Но писать трудно – слабость, головокружение. Он откладывает перо и невольно задумывается. Сквозь прямолинейные очертания пирамид и ломаные контуры холмов Ватерлоо проступают узоры висбаденской Бонифациус-кирхе. Он любил эти каменные сталактиты готики – Кёльн и Нотр-Дам. Задумавшись, тонкими и легкими штрихами, он почти бессознательно покрывает поля и пробелы рукописи эскизами этой гранитной паутины, овальными окнами, стрельчатыми сводами, тонкой гирляндой массивных роз.
Целая страница разукрашена архитектурными фантазиями Средневековья. Но и эта игра заметно утомляет его. Он беспомощно опускает перо. Не иссякают ли его творческие силы?
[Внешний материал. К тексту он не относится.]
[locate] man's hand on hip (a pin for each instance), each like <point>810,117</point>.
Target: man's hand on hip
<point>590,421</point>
Странное состояние легкости и бессилия! Какое-то забвение наяву…
Он быстро записывает на клочке бумаги: «Сегодня я могу впасть в летаргический сон. Не хороните меня раньше 25 августа».
Записка прочно укрепляется к шандалу ночного столика. Но спать еще слишком рано – только подготовишь на ночь бессонницу. Лучше всего перечесть что-нибудь знакомое, давно любимое, неумирающее, вечно новое.
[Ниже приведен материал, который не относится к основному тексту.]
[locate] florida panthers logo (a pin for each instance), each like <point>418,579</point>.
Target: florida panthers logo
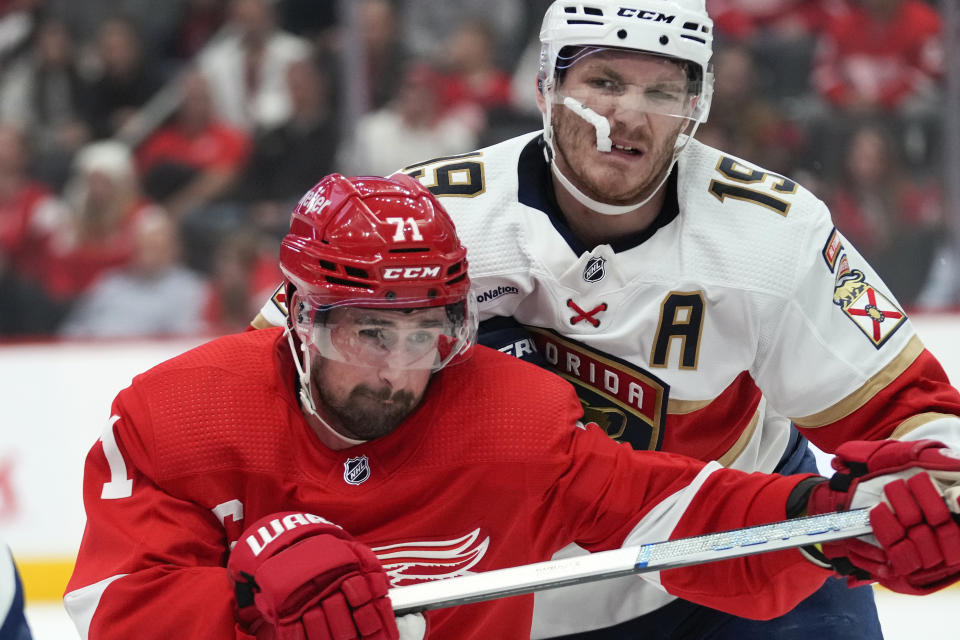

В дорожном саке две-три книги. Он всегда берет с собою в путешествие любимых авторов, – снова перечтешь, увлечешься, чему-то научишься у этих великих сердцеведов. И он заново перечитывал после Сибири эти знаменитые книги, еще с детства знакомые и волнующие.
Он извлекает том старого французского романа и снова – в который раз? – погружается в его чтение. И опять, как три десятилетия назад, его захватывает философский диалог двух нищих студентов за оградой Люксембургского парка.
– Послушай, читал ли ты Руссо?
– Читал.
– Помнишь ли ты место, где он спрашивает своего читателя, что бы он сделал в случае, если б мог обогатиться, убив в Китае старого мандарина одной только своей волей, не двигаясь из Парижа?
– Помню.
– Ну, так если б тебе было доказано, что это возможно и что тебе достаточно для этого кивнуть головой, сделал бы ты это?
– Очень ли стар твой мандарин? Но, впрочем… Стар он или молод, парализован или здоров, я решительно заключаю в пользу жизни китайца.
…Взгляд еще пробегает по французской странице, а перед ним уже выплывает из прошлого одно необычайное лицо.
«Маршал современного романа»
У Бальзака в одном романе один молодой человек, в тоске перед нравственной задачей, которую не в силах еще разрешить, обращается с вопросом к своему товарищу студенту и спрашивает его: «Послушай, представь себе, ты нищий, у тебя ни гроша, и вдруг где-то там, в Китае есть дряхлый больной мандарин…»
Черновик речи о Пушкине
– В Михайловском театре сегодня «Мемуары дьявола», идем, Григорович! Французы превосходны в мелодраме.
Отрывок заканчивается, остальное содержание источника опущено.